MY JOURNEY THROUGH LIFE AS AN UNMARRIED SINGLE.

   Ah i just got my head hit by that ball why didn't i even take the other way i whined, this lovely chap came from behind me apologising profusely. i continued my on my way not wanting to miss the appointment i was trying to keep.
  I was at the shop attending to what i was being paid to do when barry walked in not too tall, chubby and nicely put together, honestly he caught my eyes but am i suppose to look at my customer with eyes meant for the bedroom alone? hell no! 
Barry i didn't know his name then told he was a visitor in town, we got talking generally and he wanted to see me again which i quickly declined but he insisted and i went along with him. we went to somewhere cozy had fish and wine, he later drop me at home and i said my thanks. I was like that was a nice one and kept on seeing the young man not knowing he was married with kids, i wanted to know every thing about him told me some keeping the married part of him hidden from me. i felt i was going to hold this one down but after meeting with some of his family members he said he had something to share with me.
 I kept wondering what, on a sunday morning after church he dropped me at my place as i was about alighting from the car he held my hands, he was kind of jittery and i was like what is it? are you alright? he said he is and told me that he is sorry he has being holding back information from me because he doesn't want to loose me and that he was married. All my world at that time came collapsing. i felt like throwing up, like screaming or throwing something at him. why must he act that way and towards me while i gave him my heart and body hmmmm! 

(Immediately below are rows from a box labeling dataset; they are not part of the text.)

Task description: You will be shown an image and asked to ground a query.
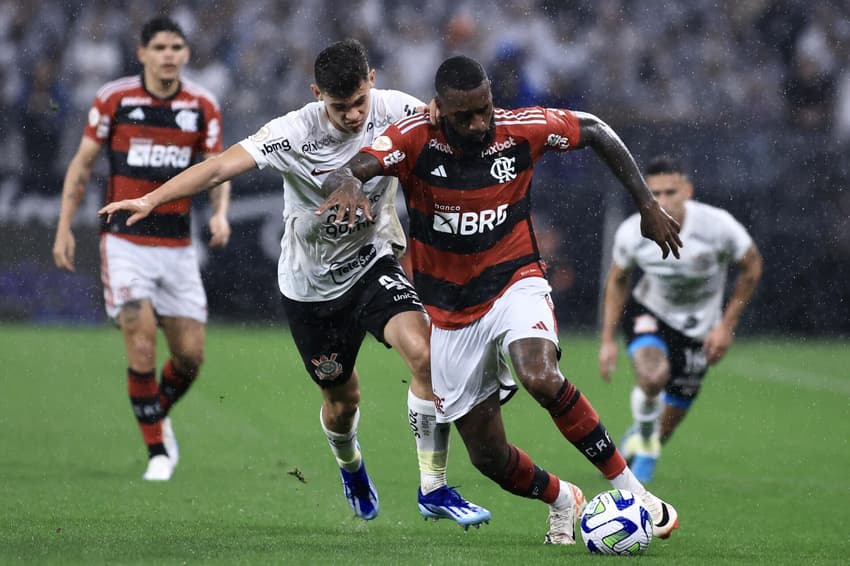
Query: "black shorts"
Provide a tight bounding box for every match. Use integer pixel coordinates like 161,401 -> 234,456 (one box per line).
283,256 -> 425,388
622,298 -> 708,409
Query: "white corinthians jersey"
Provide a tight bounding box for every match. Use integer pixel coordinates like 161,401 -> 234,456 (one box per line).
614,201 -> 752,340
240,89 -> 424,302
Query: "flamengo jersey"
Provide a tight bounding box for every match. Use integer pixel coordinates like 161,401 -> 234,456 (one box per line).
363,107 -> 579,329
614,201 -> 752,340
240,89 -> 424,302
83,76 -> 222,246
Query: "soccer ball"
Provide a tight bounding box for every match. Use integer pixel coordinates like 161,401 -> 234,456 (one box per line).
580,489 -> 652,555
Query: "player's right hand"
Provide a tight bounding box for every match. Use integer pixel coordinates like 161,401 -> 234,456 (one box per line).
97,197 -> 153,226
599,342 -> 617,383
53,230 -> 77,271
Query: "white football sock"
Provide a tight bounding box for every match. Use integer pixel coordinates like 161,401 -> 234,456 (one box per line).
407,389 -> 451,495
319,408 -> 362,472
611,466 -> 646,497
631,385 -> 663,440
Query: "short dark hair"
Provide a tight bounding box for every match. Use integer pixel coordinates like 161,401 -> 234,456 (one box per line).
644,155 -> 688,177
434,55 -> 487,95
141,16 -> 186,45
313,39 -> 369,98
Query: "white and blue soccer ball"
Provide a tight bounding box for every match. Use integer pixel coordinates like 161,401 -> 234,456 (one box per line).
579,489 -> 652,555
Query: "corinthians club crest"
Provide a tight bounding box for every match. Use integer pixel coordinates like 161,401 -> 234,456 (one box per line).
310,353 -> 342,381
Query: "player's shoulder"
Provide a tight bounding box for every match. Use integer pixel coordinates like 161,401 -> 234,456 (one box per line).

 I was hurt and like what did i do to deserve this from him to be treated that way. Men i find out are i don't know if i should use the word ''terrible cheats'' or ''mystery lovers'' because you no you have a wife out there and kids and you still keep lovers which you sometimes are serious about. i held on at first not wanting to let go but i reasoned one day saying to myself, do you really want to be a home breaker? or a second wife?  I got my answers from that question i posed to myself being less silly with my still hanging on and i just moved on hard as it is.
 To all the barry(s) out there pulease! let we single babes be and even if you want to date outside your marriage or have a fling be kind to let us know, in case we are not interested in such. Honestly one can be more careful with the heart.
 Finally my first post, i hope you get to enjoy it.